Abstract

Wilson disease (WD) is a genetic disorder caused by pathological tissue copper accumulation with secondary damage of affected organs (mainly, but not limited to, the liver and brain). The main clinical symptoms of WD are, in concordance with the pathogenesis, hepatic and/or neuropsychiatric. Current treatment options for WD, based on drugs leading to negative copper body balance like chelators or zinc salts, were introduced more than 40 years ago and are generally effective in the majority of WD cases if used lifelong. However, especially in neurological patients, treatment may lead to neurological deterioration, which is often irreversible.

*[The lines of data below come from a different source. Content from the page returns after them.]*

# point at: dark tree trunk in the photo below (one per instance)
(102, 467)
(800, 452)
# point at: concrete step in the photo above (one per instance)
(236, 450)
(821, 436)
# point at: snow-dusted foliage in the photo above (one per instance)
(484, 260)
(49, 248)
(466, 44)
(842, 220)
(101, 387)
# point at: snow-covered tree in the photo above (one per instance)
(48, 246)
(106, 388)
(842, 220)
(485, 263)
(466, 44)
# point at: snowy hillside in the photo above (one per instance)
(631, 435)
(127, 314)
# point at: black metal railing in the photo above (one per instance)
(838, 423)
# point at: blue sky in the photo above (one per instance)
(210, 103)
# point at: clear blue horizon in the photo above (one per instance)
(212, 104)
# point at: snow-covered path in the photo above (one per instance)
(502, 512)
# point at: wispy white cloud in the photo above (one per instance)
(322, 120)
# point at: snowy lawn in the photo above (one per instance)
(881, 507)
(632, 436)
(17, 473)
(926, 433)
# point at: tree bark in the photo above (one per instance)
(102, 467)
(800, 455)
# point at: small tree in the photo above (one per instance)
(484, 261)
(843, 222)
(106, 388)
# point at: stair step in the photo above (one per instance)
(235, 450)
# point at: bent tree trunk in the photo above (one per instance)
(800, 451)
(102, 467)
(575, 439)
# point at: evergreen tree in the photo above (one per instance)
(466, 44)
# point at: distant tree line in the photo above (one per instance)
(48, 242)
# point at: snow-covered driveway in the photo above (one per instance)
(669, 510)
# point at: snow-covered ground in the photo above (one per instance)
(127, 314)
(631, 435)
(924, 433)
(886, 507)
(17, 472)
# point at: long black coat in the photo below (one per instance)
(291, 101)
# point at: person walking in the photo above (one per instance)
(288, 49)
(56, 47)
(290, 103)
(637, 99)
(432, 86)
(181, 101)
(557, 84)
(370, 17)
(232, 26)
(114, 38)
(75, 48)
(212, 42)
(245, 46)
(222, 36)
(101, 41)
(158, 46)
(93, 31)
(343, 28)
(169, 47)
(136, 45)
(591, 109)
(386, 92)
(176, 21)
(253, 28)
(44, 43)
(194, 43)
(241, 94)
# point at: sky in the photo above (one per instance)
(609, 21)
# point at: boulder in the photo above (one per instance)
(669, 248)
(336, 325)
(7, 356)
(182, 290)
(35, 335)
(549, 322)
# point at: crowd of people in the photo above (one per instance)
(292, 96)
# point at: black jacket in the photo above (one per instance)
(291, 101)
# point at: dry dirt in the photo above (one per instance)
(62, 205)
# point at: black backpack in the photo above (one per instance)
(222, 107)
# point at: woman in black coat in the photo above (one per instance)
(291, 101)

Further, almost 50% of neurologically affected WD patients present with persistent neurological deficits despite the use of anti-copper treatment. In addition, up to 30% of patients treated with the widely used drug, d-penicillamine, present with adverse events related to treatment, which often leads to treatment discontinuation. Finally, almost 25% of WD patients do not adhere with anti-copper treatment, partially due to drug-related adverse events and complex treatment regimens (3 times daily, before meals, etc.). These limitations with current treatments have led to the search for other WD treatment possibilities. Currently, research is mainly focused on: (I) new agents with better safety profiles and less neurological deterioration properties compared with traditional chelators, e.g., tetrathiomolybdate salts or central nervous system-penetrable trientine, with the aim to provide more effective copper removal from brain tissue; (II) other non-chelating drugs that lead to removal of copper from cells [e.g., methanobactin (currently in preclinical studies)]; (III) cell and gene therapy. In this article, current research on future treatments for WD is reviewed.